From there, Miller caught and passed Walmsley running in the dark through in Italy and began to charge off the front. But Miller had been in that situation before at UTMB, only to fade several positions before the finish. In both 2016, 2017 and 2018 he led the race for significant portions in Italy and Switzerland, only to wind up with a sixth, ninth, and DNF to his credit. Last year he ran strong and moved up during the second half of the race to finish fifth.
But this year he took the lead near the 95K (59-mile) mark along the relatively flat balcony trail after the passing through the Bertone aid station in Italy, ran hard over 8,323-foot Grand Col Ferret—the highest point on the course—and looked energized running into the Champex Lac aid station (127K/79 miles) in Switzerland.
Although he was passed by Walmsley and lost ground on him immediately, Miller didn’t fade over the final quarter of the course this year. Instead, he kept charging and finished second in 19:58:58, successfully holding off Grangier, who was third in 20:10:52.
“It feels really good because like when he caught me going into Trient, I was like, ‘I’ve been here before,’” Miller said with a laugh. “In 2016, Ludovic Pommeret caught me going into Trient and blew my doors off, so I was like, “I don’t want to do that all over again.’ So it feels really good to get caught by Jim, who’s one of the best there is, but then give him my best fight—even though it was a pretty measly attempt—and then hang on to second place.”
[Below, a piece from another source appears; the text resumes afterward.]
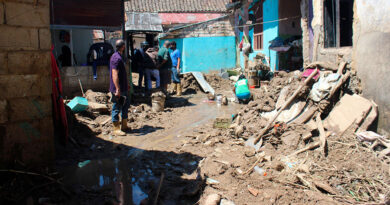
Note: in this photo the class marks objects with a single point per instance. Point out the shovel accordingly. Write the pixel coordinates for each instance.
(253, 142)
Grangier led three more Frenchman to the finish: Blanchard, last year’s runner-up who was sixth at the Western States 100 in late June, finished fourth (20:54;25); 48-year-old Ludovic Pommeret was fifth (21:00:54); and Thibaut Garrivier (21:10:38) was sixth. The other top-finishing Americans in the men’s race were Tyler Green (seventh, 21:19:21) and Rod Farvard (seventeenth, 22:32:59).
Led by Walmsley and Courtney Dauwalter’s historic win, it was a huge weekend for U.S. runners. Combined with Katie Schide’s runner-up showing in the OCC 50K, third-place finishes in the women’s and men’s CCC 100K races by Helen Mino Fauker and Dakota Jones, respectively, plus several more top 10 performances, it was by far the best UTMB weekend for American runners ever.
When asked about what it’s like to become the first U.S. male runner to win UTMB, Walmsley went out of his way to acknowledge the success of American women at UTMB. During the first 19 years of the race U.S. women claimed eight titles, including two apiece by Krissy Moehl, Rory Bosio, and Courtney Dauwalter and singular wins from Nikki Kimball and Katie Schide, who won last year. He said he was proud to follow their success and stand on their shoulders after all they had accomplished.
Many of the all-time great American men have run UMTB through the years—Topher Gaylord, Scott Jurek, Anton Krupicka, Geoff Roes, Timmy Olson, Hal Koerner, Tim Twietmeyer, Tim Tollefson, Mike Wolfe, and Mike Foote, among others—but have come up just short or spectacularly short in their quest to win the race.
Walmsley’s victory represents a new beginning. He’s the first, but he’s kicked opened the door for more to follow in his footsteps.
“Hopefully it’s the first of many,” Walmsley said. “But I’ll be back.”